Tagesarchiv für den 10. Dezember 2009

Glückwünsche an alle

10. Dezember 2009

Herzlichen Glückwunsch! An diejenigen „Matz-abber“, die hier in den vergangenen Wochen für „ihren“ Tomas Rincon gekämpft haben. Ihr habt den Kampf gewonnen! Super! Toll! Ich glaube tatsächlich, dass auf Eure Meinungen geachtet wurde, da werde ich mich auch nicht von abbringen lassen. Ihr habt (auch) dafür gesorgt, dass der 21-Jährige nun seinen Vertrag bis zum Sommer 2014 (!) verlängert hat. Und noch eines wurde durch „Matz ab“ angestoßen und steht wohl kurz vor der Vollendung: Das Thema Frank Rost. Der „Master of Banane“ hat gerade gefragt, ob durch den Bericht über Frank Rost hier an dieser Stelle plötzlich doch Leben in diesen bislang ungeklärten Fall gekommen ist – und ich sage ganz klar: Ja!

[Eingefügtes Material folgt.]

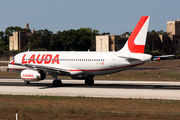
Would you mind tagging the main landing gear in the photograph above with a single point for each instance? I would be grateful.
(26, 82)
(89, 80)
(56, 82)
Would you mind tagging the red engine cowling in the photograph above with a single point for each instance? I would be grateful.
(30, 75)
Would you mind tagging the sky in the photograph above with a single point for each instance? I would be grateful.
(114, 16)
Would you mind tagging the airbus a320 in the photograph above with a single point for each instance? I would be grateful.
(35, 65)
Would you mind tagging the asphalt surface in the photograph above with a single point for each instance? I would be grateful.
(101, 88)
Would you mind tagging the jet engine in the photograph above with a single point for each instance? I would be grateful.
(82, 77)
(32, 75)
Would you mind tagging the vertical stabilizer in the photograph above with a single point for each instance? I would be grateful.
(137, 40)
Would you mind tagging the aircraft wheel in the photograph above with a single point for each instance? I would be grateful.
(57, 83)
(26, 82)
(89, 81)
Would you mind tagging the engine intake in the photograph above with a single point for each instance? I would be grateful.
(32, 75)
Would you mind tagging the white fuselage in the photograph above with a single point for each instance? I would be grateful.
(81, 63)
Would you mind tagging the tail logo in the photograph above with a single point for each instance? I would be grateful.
(131, 42)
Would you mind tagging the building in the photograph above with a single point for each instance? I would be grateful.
(173, 27)
(19, 39)
(110, 42)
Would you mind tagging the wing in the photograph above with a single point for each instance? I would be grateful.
(161, 56)
(66, 71)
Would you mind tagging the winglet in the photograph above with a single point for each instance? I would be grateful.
(13, 62)
(137, 40)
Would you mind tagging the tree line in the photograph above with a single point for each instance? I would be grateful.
(81, 39)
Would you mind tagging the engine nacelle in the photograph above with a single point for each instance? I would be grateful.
(30, 75)
(82, 77)
(79, 77)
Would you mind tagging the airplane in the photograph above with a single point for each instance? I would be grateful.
(35, 65)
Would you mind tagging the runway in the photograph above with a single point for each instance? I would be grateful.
(101, 88)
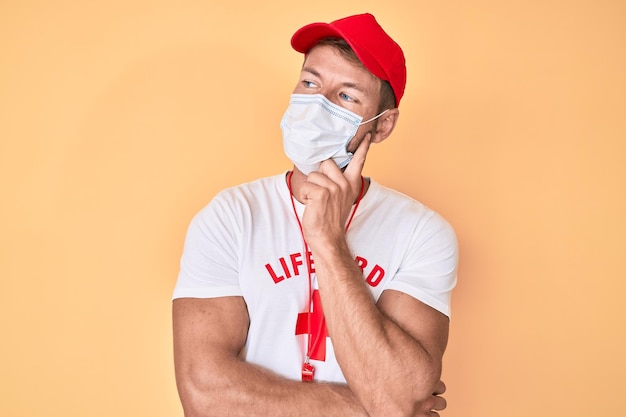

Auch Glückwunsch an alle, die „Fäustel“ hier behalten wollten: Frank Rost wird wohl, so sieht es im Moment aus, noch ein weiteres Jahr dranhängen.

Ja, fix was los an diesem Donnerstag beim HSV. Rincons Verlängerung kam irgendwie doch aus heiterem Himmel. Kompliment auch an den HSV, dass er es erstens geschafft hat, und dass er es zweitens bis zuletzt geheim halten konnte. Und ich gratuliere – in Eurem Namen – auch deshalb, weil es eine weise Entscheidung ist. So wie es aussieht, hat sich die Taktik von Bernd Hoffmann, so lange mit der Unterschrift zu warten, voll ausgezahlt. Durchgesickert ist nämlich, dass Tomas Rincon für bummelige 500 000 Euro nun ganz dem HSV gehört. Der Mann ist 21 Jahre alt und hat bereits 25 Länderspiele für Venezuela absolviert. Gratulation, HSV, zu diesem hervorragenden Schnäppchen.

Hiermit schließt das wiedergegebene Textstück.